My daughter’s Andalusian horse Caprichosa has been thoroughly massaged.
The white horse is hanging her head, muzzle almost touching the ground, eyes shut, practically snoring. We’ve got four other horses peering over the fence at us into the three-sided barn, wondering where in the heck their massages are too. Like Anne over at Smells Horsey, we’ve also got Pet Horses.
At sixty-one degrees, it’s a surprisingly balmy afternoon in the middle of the deep freeze, and the world is melting into what would be ankle-deep mud if the temperature wasn't going to drop a good 40 degrees almost as soon as the sun sinks below the horizon. It's still too slick for riding Cap with her stiff leg. So we decide to go for a walk. Me, Jessie, Cole, Caprichosa, bob-tailed heeler dogs.
Jessie has the wild-eyed heeler sisters mesmerized with a trick she’s just learned in the guide dog program at school. If even one iota of a notion of chasing a horse starts percolating in the tenacious brains of the cattle dogs, she wields a single vowel which brings them into complete submission—
A.
Aye-Aye-Aye, Lila. Come back. Aye. At which point the too-smart-for-her-own-good blue heeler, who is more often than not, I hate to admit, too smart for me, snaps to like a four-legged soldier, eager to please the eleven-year-old girl with the magic vocabulary.
Yes, my daughter croons in approval. No Good Dog here. It's not what you say, Jessie explains. The guide dog folks taught her that, and I wonder at their knowledge.
Lila grins and wriggles at my daughter's feet.
Cole and I stare at each other in disbelief, certain we are witnessing a miracle--this taming of the blue hound. We both practice, saying it softly to ourselves. Aye. Aye. Aye. Fat Red Dawg, who is a much more malleable sort than her sister, looks at us suspiciously, as if we are casting evil spells.
I boost Cole onto Cap's back for the first mile. She doesn't seem to mind the large stick he's carrying. It's all wrapped up with baling twine. It's a bow, he tells me. The stick shoved through the belt loop on his jeans is an arrow. She's a heater, he exclaims, legs draped softly around the horse's sides, laying a cold cheek against her neck as she marches forward.

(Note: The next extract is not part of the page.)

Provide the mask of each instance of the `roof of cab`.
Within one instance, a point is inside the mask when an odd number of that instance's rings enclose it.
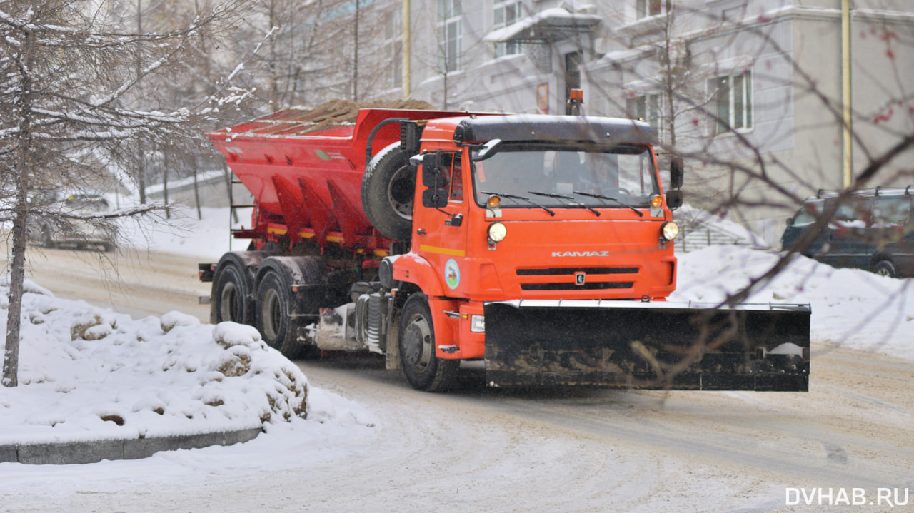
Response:
[[[620,118],[510,114],[468,117],[453,132],[455,142],[502,141],[577,141],[653,144],[647,123]]]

Snowflakes melt in Caprichosa's mane. Jessie says they are the shape of stars. And on closer inspection, indeed they are. We stand in the road, marveling. The heelers swirl.
Cap carries Jessie the second mile with Cole traipsing along behind us, keeping a close watch for any bad guys he can shoot with his bow and arrow. I am walking fast now, enjoying the length of my stride, the air in my lungs. From somewhere I hear Jessie say, Mom, but I trudge forward, thinking of snowflakes shaped like stars. She says again, more insistently, Mom!
I stop and look back around.
Caprichosa's nose is tucked to her chest, her speckled neck arched like a swan's, and she's dancing in place with my daughter clutching her mane, looking alarmed. The white mare is making deep huffa huffa huffa sounds way down in her chest. It is a growl. An exclamation. She's got that gleam in her eye. The one that means she's up to no good, this ornery and also gentle horse. But mostly ornery right now.
Quit! I tell her, laughing, although Jessie's not amused. And the big horse quits immediately, but gives me that look like I've spoiled her fun.
No Ayes here, I think with more than a little satisfaction at stopping a thousand pound creature in her tracks. Obviously, I am much better with horses than heelers.
Big spoilsport, Caprichosa snorts.
We head back for the barn, swept up in a curtain of stars.